It appeared almost surreal that the world’s fourth largest oil producer had been reduced to a shortage of basic consumer items so serious as to cause the 12-member Union of South American Nations (Unasur) to issue an appeal to other countries in the hemisphere to do what they can to ensure access to staples in Caracas, and yet that is exactly the position in which Venezuela found itself in a week when the country’s President Nicolás Maduro’s political problems appeared to grow markedly worse.
After a meeting in the Venezuelan capital with Maduro last week Unasur Secretary General Ernesto Samper disclosed that the organization was setting up a commission to help strengthen distribution chains for basics like soap, detergent, milk and cooking oil, which, in recent years, have been periodically in short supply in Venezuela. It is not a circumstance which the oil-rich South American republic would have envisaged.
A scarcity of basic items is just one of a tsunami of challenges which, this past year, has descended on Maduro’s administration. An equally imposing challenge has been the condition of rising tension between itself and the opposition, the latter emboldened by what it considers to be a falling away of popular support for Hugo Chávez’s hand-picked successor.
Then there are the hostile postures struck by Washington and Caracas which have led to the imposition of sanctions by both capitals, plunging relations to a new low since the two countries withdrew their respective ambassadors in 2010. In response to Washington’s sanctions Maduro’s government appeared to win some modest diplomatic victories in the form of a condemnation of the sanctions by the Group of 77, Unasur and the Non Aligned Movement, though those gestures did little to alter the reality of Mr Maduro’s headaches at home.
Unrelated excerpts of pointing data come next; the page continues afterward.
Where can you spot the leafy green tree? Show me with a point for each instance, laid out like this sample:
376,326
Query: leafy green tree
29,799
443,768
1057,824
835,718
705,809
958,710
Observers of US bilateral relations in the hemisphere may well ask whether Caracas does not appear to be trading places with Havana, since the December 18 sanctions against Caracas by Washington which allows the US President to deny visas and freeze the assets of Venezuelan officials deemed to have violated the rights of anti-government individuals and groups came just a day after President Obama announced a range of initiatives to normalize relations with Cuba.
What has unfolded in Caracas in the post-Chávez era is a sustained if measured push by opposition forces against what they regard as the remaining vestiges of the late President’s socialist regime from office. Maduro has continually asserted that Washington is his government’s destabilizer-in-chief, the truth or otherwise of that assertion not gainsaying the fact that the US has continually expressed its reservation about the Chávez socialist experiment.
What is not helping Maduro push back against his political opponents is the fact that continually declining oil prices continue to suppress the Venezuelan economy, causing consumer goods to be scarce thereby disgruntling the populace and keeping him politically off balance.
After his failed attempt late last year to persuade OPEC member countries to cut oil production in an effort to boost falling prices, both the country’s economy and his own political standing took a serious hit. Reports from Caracas suggest that enthusiasm amongst the Chavistas for the fare offered them by Chávez’s successor may have resulted in dwindling enthusiasm for facing off against the President’s political opponents. It would appear that Maduro’s political future will probably depend on whether Venezuela’s economy can recover in some measure.
First the International Monetary Fund (IMF) then the US government suggested to the beneficiaries in the Caribbean that they maybe should start seeking alternatives to the PetroCaribe agreement, though the outcome of a meeting in Caracas on Friday between representatives of the beneficiary countries and Maduro gave no indication that he was about to pull the plug on oil supplies. Hemispheric analysts have come to regard PetroCaribe as a holdover from the Chávez regime that has little economic or political purpose except to allow Maduro to point to his loyalty to part of his mentor’s foreign policy.
Still, and worryingly Maduro remains wedged between a rock and a hard place. He has been drawn into a direct confrontation with Caracas’ Mayor Antonio Ledezma whose arrest last month provoked fresh waves of domestic protest as well as a sharp ‘telling off’ from Washington. On the heels of that came the February 23 killing of a 14-year-old schoolboy during an anti-Maduro protest. Further political instability arising out of demonstrations that have resulted from these incidents would bode ill for the Maduro administration given the reality of a military that would only countenance a certain level of upheaval.
At the other extreme Mr Maduro is faced with a US administration that no doubt would much prefer the reinstatement of the pre-Chávez political status quo which, apart from anything else and for all its warts, would better serve US interests.